Romain Lenglet wrote:
>>Please let me know if you experience any problems, so I can
>>update the driver...
> 
> 
> Ok, thank you. I *do* experience problems, hence here is a report 
> as complete as possible.
> 
> 
> I have tried to use one of my 8169 interfaces as a capture 
> interface on a 100Mbps network, for testing, with rtnet capture.
> Only one of my 8169 interfaces is activated in rtnet.conf 
> (RT_DRIVER_OPTIONS="cards=1,0,0,0").
> 
> 
> After starting rtnet capture, the console periodically outputs a 
> lot of times (15 to 30 times) the following line:
> r8169: rtl8169_rx_interrupt: Allocate n_skb failed! 

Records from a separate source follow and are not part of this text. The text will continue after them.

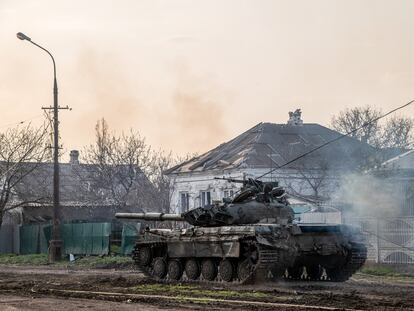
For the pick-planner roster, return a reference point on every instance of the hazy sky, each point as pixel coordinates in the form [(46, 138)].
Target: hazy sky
[(192, 74)]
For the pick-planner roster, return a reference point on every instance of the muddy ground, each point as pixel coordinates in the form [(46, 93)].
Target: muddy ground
[(41, 288)]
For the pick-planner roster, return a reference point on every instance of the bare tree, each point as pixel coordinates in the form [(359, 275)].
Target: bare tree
[(22, 150), (397, 132), (351, 119), (313, 176), (117, 167)]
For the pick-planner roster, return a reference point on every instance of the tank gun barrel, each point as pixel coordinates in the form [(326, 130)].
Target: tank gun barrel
[(239, 181), (150, 216)]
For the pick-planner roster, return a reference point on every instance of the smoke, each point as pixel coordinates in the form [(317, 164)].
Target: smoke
[(187, 117), (368, 195), (197, 115)]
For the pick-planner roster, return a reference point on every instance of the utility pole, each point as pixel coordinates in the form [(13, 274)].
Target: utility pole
[(55, 246)]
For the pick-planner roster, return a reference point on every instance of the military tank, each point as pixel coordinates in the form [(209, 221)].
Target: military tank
[(250, 238)]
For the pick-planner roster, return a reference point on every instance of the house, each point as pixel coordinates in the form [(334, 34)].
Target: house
[(85, 196), (385, 210), (268, 148)]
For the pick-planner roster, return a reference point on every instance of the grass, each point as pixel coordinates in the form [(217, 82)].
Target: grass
[(197, 291), (32, 259), (386, 271), (83, 262)]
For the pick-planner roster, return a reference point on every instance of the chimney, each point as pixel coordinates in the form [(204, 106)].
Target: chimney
[(295, 117), (74, 157)]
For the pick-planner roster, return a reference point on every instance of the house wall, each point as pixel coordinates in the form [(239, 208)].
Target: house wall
[(196, 182)]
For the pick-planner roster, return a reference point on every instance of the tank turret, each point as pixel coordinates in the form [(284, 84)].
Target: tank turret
[(150, 216), (257, 202)]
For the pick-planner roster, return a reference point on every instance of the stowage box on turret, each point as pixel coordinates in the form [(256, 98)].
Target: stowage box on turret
[(251, 238)]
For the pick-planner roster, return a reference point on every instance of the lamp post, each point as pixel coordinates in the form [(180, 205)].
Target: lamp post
[(55, 246)]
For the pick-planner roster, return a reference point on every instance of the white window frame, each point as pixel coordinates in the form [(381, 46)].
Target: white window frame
[(187, 203), (205, 198)]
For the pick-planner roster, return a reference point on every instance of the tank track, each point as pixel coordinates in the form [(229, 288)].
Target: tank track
[(267, 266), (355, 260)]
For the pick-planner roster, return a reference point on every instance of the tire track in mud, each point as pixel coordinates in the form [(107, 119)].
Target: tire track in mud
[(148, 297)]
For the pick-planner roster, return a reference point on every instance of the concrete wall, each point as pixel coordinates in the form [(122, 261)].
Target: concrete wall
[(389, 240)]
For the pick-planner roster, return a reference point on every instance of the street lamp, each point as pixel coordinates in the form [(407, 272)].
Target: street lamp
[(55, 246)]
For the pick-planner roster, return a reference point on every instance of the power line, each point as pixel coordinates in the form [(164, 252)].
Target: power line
[(21, 122), (337, 138)]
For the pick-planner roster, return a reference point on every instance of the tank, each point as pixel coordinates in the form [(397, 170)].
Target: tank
[(248, 239)]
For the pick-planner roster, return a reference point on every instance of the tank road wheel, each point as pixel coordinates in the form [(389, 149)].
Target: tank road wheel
[(337, 274), (226, 270), (192, 269), (314, 272), (209, 269), (295, 272), (175, 269), (144, 256), (159, 268), (244, 269)]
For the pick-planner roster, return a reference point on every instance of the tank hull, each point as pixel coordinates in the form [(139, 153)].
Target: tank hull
[(251, 253)]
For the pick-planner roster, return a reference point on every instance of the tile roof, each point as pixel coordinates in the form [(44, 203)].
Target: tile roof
[(271, 145)]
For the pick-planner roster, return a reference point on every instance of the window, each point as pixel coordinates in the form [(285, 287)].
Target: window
[(184, 202), (228, 193), (205, 197)]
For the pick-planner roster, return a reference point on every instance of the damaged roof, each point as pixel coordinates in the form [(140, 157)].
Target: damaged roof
[(269, 145)]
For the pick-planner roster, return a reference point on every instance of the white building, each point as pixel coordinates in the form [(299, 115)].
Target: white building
[(264, 148)]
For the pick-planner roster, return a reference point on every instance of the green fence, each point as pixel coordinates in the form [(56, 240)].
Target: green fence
[(78, 238), (129, 236)]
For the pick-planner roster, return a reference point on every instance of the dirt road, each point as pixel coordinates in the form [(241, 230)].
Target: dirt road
[(46, 288)]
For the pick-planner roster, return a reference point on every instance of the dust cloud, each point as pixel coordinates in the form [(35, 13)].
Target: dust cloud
[(367, 195)]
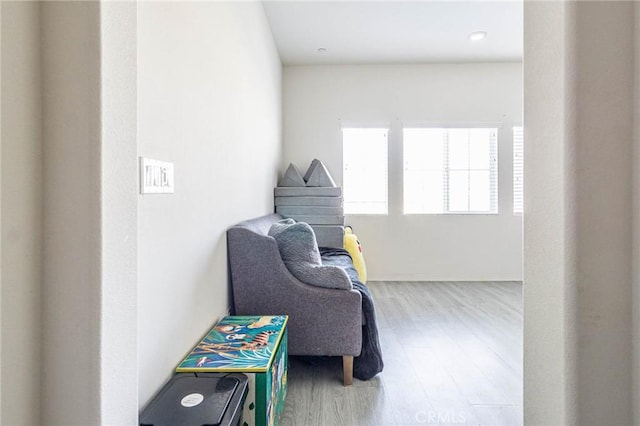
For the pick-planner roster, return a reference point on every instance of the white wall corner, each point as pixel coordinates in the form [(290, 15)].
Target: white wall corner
[(578, 270)]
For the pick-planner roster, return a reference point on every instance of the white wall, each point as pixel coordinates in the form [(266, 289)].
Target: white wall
[(318, 99), (636, 230), (21, 177), (89, 358), (118, 215), (579, 87), (209, 100), (71, 132)]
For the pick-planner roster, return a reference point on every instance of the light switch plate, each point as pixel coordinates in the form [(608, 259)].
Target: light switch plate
[(156, 177)]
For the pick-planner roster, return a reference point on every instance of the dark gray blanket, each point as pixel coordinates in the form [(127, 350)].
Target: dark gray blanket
[(369, 363)]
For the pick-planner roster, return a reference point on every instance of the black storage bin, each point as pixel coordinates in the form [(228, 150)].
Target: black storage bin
[(197, 399)]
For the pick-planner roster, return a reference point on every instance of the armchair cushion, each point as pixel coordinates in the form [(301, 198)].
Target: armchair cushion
[(299, 251)]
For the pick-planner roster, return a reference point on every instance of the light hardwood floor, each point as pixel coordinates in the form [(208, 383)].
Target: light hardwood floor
[(452, 353)]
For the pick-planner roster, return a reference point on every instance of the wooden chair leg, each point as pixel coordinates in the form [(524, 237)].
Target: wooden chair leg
[(347, 369)]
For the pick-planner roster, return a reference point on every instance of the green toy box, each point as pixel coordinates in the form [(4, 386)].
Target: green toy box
[(255, 346)]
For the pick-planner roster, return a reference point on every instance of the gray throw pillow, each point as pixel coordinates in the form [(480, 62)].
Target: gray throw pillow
[(299, 251)]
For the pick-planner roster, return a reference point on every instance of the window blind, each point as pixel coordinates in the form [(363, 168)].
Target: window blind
[(450, 170)]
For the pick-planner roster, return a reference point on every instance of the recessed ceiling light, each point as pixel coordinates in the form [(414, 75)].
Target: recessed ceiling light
[(477, 35)]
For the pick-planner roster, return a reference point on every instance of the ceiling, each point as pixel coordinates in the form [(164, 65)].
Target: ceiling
[(366, 32)]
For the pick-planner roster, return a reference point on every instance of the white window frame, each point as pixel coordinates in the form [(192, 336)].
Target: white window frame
[(446, 169)]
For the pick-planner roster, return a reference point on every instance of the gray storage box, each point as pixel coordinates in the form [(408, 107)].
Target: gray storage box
[(196, 399), (308, 191), (318, 219), (308, 211)]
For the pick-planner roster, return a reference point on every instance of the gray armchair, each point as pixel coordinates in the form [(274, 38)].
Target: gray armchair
[(322, 321)]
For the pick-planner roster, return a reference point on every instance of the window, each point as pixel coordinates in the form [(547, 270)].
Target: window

> (priv->rx_buf_size = 1536)
> ...
> followed by:
> r8169: Leaving Interrupt Unhandled
> 

Klaus, any ideas? The IRQ handler seems to run out of buffers, but this
should not happen with normally loaded networks and a rather unloaded box.

> 
> When capturing packets (e.g. starting tethereal -i rteth0), it 
> captures a few packets, then nothing for 30 seconds, then 
> capture a few packets again, then nothing for 30 seconds, etc.

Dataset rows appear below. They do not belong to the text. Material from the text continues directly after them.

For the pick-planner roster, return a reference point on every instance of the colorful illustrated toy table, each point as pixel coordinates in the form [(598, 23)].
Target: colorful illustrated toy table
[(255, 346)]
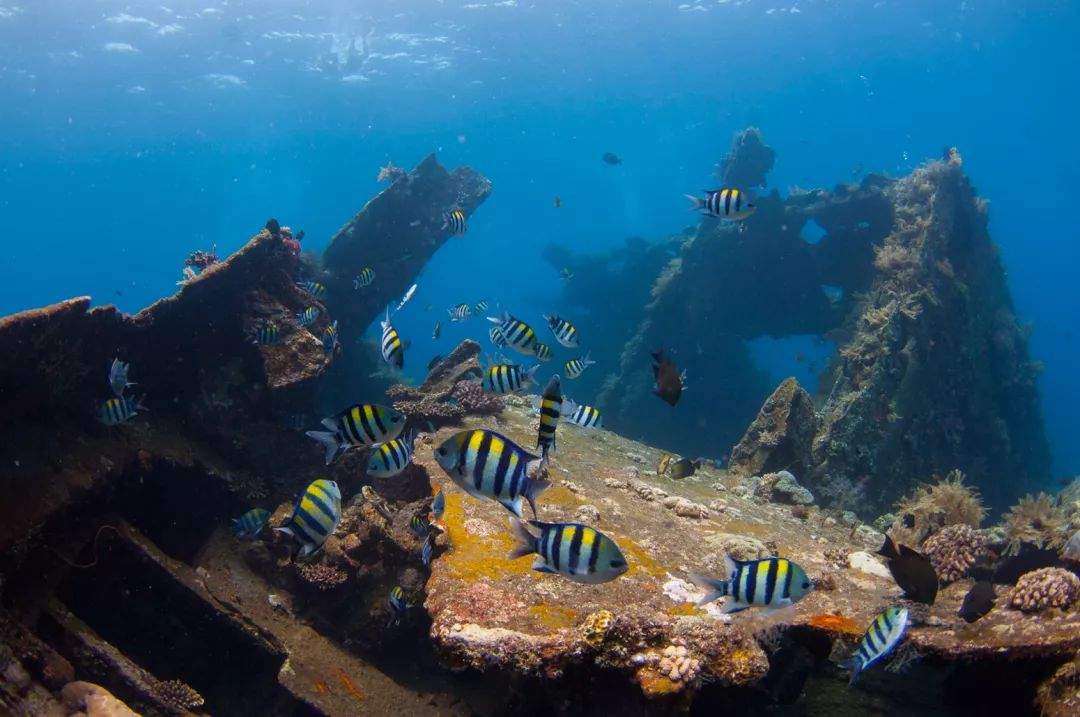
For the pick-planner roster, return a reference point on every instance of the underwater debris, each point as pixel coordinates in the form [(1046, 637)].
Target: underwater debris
[(954, 551), (1048, 587), (180, 694), (322, 576), (931, 508), (1035, 519)]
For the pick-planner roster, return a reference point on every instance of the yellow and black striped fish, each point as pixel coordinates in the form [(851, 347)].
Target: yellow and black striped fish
[(726, 203), (551, 408), (576, 367), (362, 424), (393, 349), (314, 516), (487, 464), (507, 378), (365, 278), (517, 335), (456, 222), (885, 633), (771, 583), (580, 553), (390, 458), (564, 330), (115, 411)]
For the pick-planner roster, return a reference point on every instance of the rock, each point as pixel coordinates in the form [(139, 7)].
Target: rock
[(781, 435), (94, 701), (865, 563)]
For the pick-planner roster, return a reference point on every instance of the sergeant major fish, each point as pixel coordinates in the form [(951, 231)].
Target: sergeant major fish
[(885, 632), (393, 350), (726, 203), (115, 411), (315, 515), (564, 330), (772, 583), (251, 524), (551, 409), (118, 377), (487, 464), (572, 550), (390, 458), (362, 424), (455, 220), (576, 367), (507, 378)]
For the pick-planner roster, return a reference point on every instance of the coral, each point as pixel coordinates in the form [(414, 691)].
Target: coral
[(472, 397), (1035, 519), (1047, 587), (323, 577), (953, 551), (596, 626), (180, 693), (934, 506)]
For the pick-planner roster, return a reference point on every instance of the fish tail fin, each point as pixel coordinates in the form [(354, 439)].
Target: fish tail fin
[(715, 589), (536, 487), (525, 542), (329, 443)]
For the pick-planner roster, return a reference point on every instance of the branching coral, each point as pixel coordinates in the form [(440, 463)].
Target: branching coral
[(323, 577), (953, 551), (934, 506), (1048, 587), (1035, 519), (180, 694)]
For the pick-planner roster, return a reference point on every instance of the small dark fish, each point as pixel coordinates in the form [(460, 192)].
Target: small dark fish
[(670, 381), (977, 601), (684, 468), (912, 570)]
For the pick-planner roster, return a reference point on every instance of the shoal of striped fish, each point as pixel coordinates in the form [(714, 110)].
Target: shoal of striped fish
[(362, 424), (576, 367), (571, 550), (314, 288), (581, 415), (518, 335), (390, 458), (551, 409), (251, 524), (397, 606), (315, 515), (456, 222), (885, 633), (308, 316), (542, 351), (267, 334), (118, 377), (331, 338), (726, 203), (393, 350), (115, 411), (364, 279), (460, 312), (771, 583), (564, 330), (507, 378), (487, 464)]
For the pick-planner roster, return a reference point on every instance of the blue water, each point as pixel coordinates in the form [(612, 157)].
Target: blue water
[(134, 134)]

> (although there are constantly many broadcast packets sent on 
> this network)
> 
> I also see sometimes the line:
> rteth0: Too much work at interrupt!
> 
> 
> In addition, the RT driver seems to block the interrupts of 
> another ethernet interface, that is non-realtime and that is 
> managed by the standard Linux 3Com 3c905 driver. I get 
> periodically messages on the console from that driver, such as:
> NETDEV WATCHDOG: eth2: transmit timed out
> eth2: transmit timed out, tx_status 00 status e681.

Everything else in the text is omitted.